Australia/Israel Review
The Last Word: Denial of Evil
Aug 3, 2018 | Jeremy Jones
It had been an unexceptional working day.
Using the relatively new technology, email, I had been engaged in collaborative research with colleagues across the world.
Then the phone rang.
It was the first call I had ever received from a person who had received anti-Jewish hate material via a computer network.
My caller was close to tears and barely able to talk.
He had survived the attempt by the Nazis to murder every Jewish person on the planet, had immigrated to Australia and attempted to rebuild his life.
When the World Wide Web became accessible to the public, he did what many people with similar life experiences did – he joined an online community, hoping to find any distant relations, people from his village or others who could empathise with and understand him.
That usenet group became a very important part of his life. Each message offered the prospect of a new piece in the jigsaw of his past and a source of strength for the future.
One person in that group, however, had confected an identity so as to join and then gather personal data and email addresses.
That individual then sent messages to group members telling them that there had never been a Holocaust and that all people who claimed to be survivors were liars and part of a conspiracy to extort money, guilt and political advantage from others.
I subsequently received a number of calls from other survivors of the Shoah who had received the same emails. One woman told me how she felt not just insulted but violated, as she had been in the sanctity of her own home when the malevolent message arrived.
A few years later, a political and public debate took place in Australia regarding proposals to introduce legislation to give victims of racial harassment, bullying and antisemitism some legal recourse.

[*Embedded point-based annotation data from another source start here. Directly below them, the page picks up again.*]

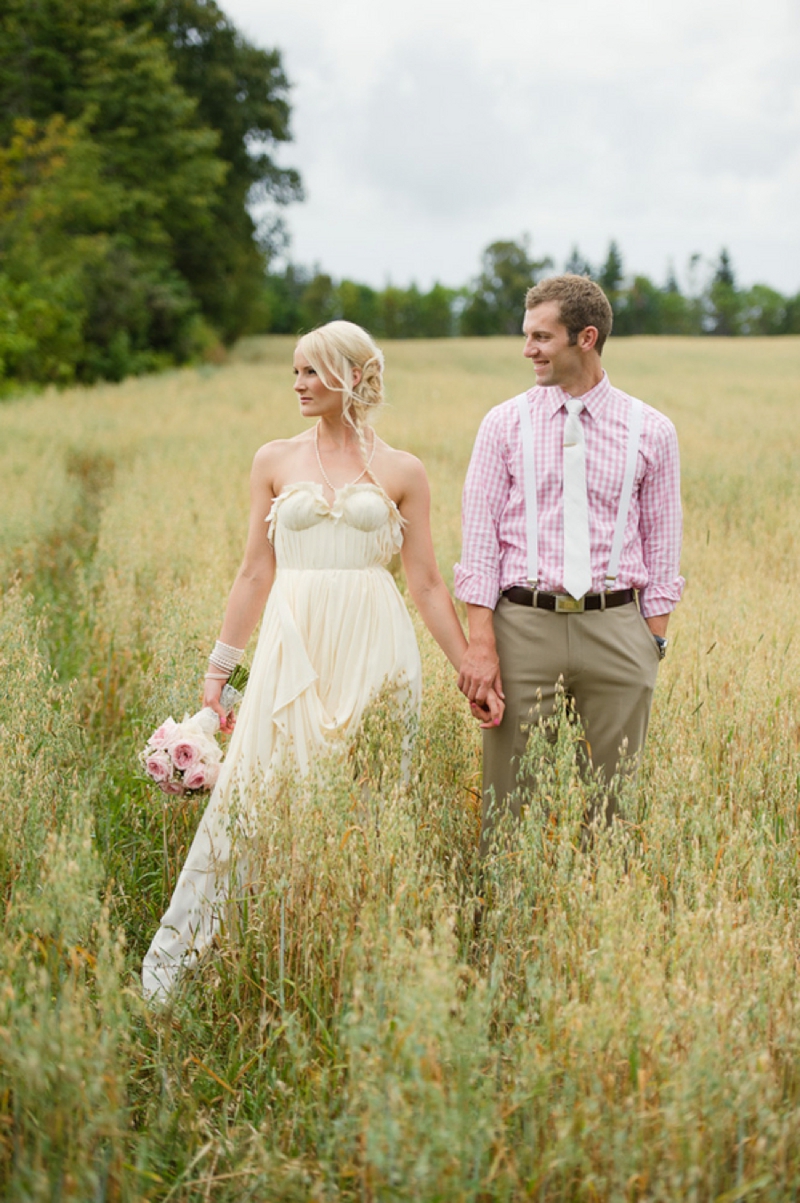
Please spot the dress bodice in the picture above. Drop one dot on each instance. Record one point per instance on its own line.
(360, 528)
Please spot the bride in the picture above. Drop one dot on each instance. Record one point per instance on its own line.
(329, 509)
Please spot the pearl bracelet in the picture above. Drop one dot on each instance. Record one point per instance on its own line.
(225, 657)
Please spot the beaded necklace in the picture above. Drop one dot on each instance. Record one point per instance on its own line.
(325, 475)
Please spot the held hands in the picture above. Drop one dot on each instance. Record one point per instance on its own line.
(479, 680)
(212, 689)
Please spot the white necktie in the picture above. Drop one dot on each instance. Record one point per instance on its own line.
(578, 561)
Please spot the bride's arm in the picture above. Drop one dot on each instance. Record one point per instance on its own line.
(426, 586)
(254, 579)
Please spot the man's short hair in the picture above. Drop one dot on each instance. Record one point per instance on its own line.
(581, 303)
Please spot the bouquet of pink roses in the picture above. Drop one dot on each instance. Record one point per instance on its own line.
(184, 758)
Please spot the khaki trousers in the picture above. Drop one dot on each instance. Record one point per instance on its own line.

The “holocaust denial” emails were identified as clear and present racist harassment, and any person who would propagate such hatred correctly understood to be malicious and a danger to society.
Once the Federal racial hatred legislation was adopted in 1995, one of the earliest cases (Jones v Toben) dealt with Holocaust denial, with the Federal Court noting that such material constituted antisemitism.
Although Australia does not have legislation identifying Holocaust denial as a crime, as do some European countries, there is case law which labels the conscious propagation of this group libel as a breach of Australian law.
It therefore beggars belief that Mark Zuckerberg, the CEO of Facebook, could publicly state that he would not take action to stop this anti-Jewish defamation being given a soap box on his popular platform on the grounds that “there are things that different people get wrong.”
As historian Deborah Lipstadt noted, “for someone with Zuckerberg’s massive profile and platform, this is breathtakingly irresponsible.”
The Nazi genocide is the single most researched, studied, documented, analysed and discussed historical subject.
There were literally millions of witnesses to individual aspects of the Shoah and copious documentation of mass killings, destruction of life and property and of the processes and perpetration of the crimes against humanity.
At the Stockholm International Forum on the Prevention of Genocide, in 2004, I was a representative of the Australian Government participating in a discussion on racism and Holocaust denial.
A scholar and representative of the Sinti and Roma people, after observing that research on the experience of these groups lagged behind that of Jews, noted that there were no manifestations of “denial” of their genocide.
The reason, as I had the opportunity to say at that conference, is because Holocaust denial has nothing to do with the study of history, and everything to do with malicious and malevolent attitude to Jews.